The goal of education is to prepare students to participate in public, community, and economic life. Literacy has always meant being able to read and write, but now, that definition has expanded to include the high number of communicative channels we have. Now, we communicate using visuals and sounds or a combination of those and text.

This is the result of technological advancements and is also a response to increased cultural and linguistic diversity. Globalization relies on these new media to overcome the disadvantages of traditional approaches. Can’t speak a foreign language? No problem, just look at this picture; you’ll get the general idea. Teach these forms of communications in school, and students will be better prepared to support themselves and their community.

My reaction

This proposal makes a lot of great points. It isn’t enough to recognize the problem and talk theory. When the article describes “transformed practice,” where theory evolves into practice,  there was finally action. Getting to the down and dirty was refreshing.

The “transformed” part comes from the agreement between teacher and student on what new practice to take on according to growing values and goals. Students will take a higher interest in what they’re learning, and they’ll learn skills they actually need in addition to the traditional skills a teacher might suggest. This takes into account that adults don’t alone know what’s best. Collaborating with students will help transform education into a system that better serves students.

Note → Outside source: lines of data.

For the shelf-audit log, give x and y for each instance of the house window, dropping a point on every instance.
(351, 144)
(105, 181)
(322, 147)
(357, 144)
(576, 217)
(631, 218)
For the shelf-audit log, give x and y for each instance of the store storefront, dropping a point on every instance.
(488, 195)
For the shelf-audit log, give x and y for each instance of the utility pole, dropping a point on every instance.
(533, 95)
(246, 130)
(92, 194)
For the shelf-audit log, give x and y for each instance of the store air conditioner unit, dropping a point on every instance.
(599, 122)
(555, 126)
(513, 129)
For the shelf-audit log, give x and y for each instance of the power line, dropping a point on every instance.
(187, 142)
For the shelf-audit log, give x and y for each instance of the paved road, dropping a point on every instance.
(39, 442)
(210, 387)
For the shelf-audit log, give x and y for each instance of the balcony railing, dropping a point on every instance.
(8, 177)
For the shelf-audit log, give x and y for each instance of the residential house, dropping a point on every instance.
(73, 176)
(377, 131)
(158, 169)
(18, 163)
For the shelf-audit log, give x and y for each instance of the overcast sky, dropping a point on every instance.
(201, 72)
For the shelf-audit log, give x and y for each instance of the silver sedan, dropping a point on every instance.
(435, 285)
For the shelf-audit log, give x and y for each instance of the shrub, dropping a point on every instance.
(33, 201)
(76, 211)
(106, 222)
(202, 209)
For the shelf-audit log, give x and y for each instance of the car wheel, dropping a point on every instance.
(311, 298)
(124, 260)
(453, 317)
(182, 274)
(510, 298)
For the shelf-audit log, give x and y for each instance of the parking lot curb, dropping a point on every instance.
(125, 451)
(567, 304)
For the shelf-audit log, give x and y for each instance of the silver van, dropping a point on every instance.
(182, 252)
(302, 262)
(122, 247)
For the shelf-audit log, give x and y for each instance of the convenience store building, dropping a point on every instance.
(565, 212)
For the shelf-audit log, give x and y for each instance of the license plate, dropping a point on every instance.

The theory is important too. This article suggests that human knowledge is embedded in social, cultural, and material contexts. This is to say, knowledge isn’t stagnant just as technology and society are fluid concepts. So, why can’t education keep up? If collaboration is at the heart of human society, why aren’t students being taught those media of communication? Students who are only taught how to read and write are missing a critical part of their education.

Why does this matter?

This article shares a lot of core ideas with “Expanding the Concept of Literacy” by Elizabeth Daley, which I discussed earlier. Both agree that the definition of literacy has expanded past the limits traditional education has placed on them. Students need to be fluent in visual, spatial, gestural, audio, and linguistic media. It’s our education system’s job to grow alongside the needs of the society. Without the proper knowledge, students today will not be able to perform to the best of their ability on the job market.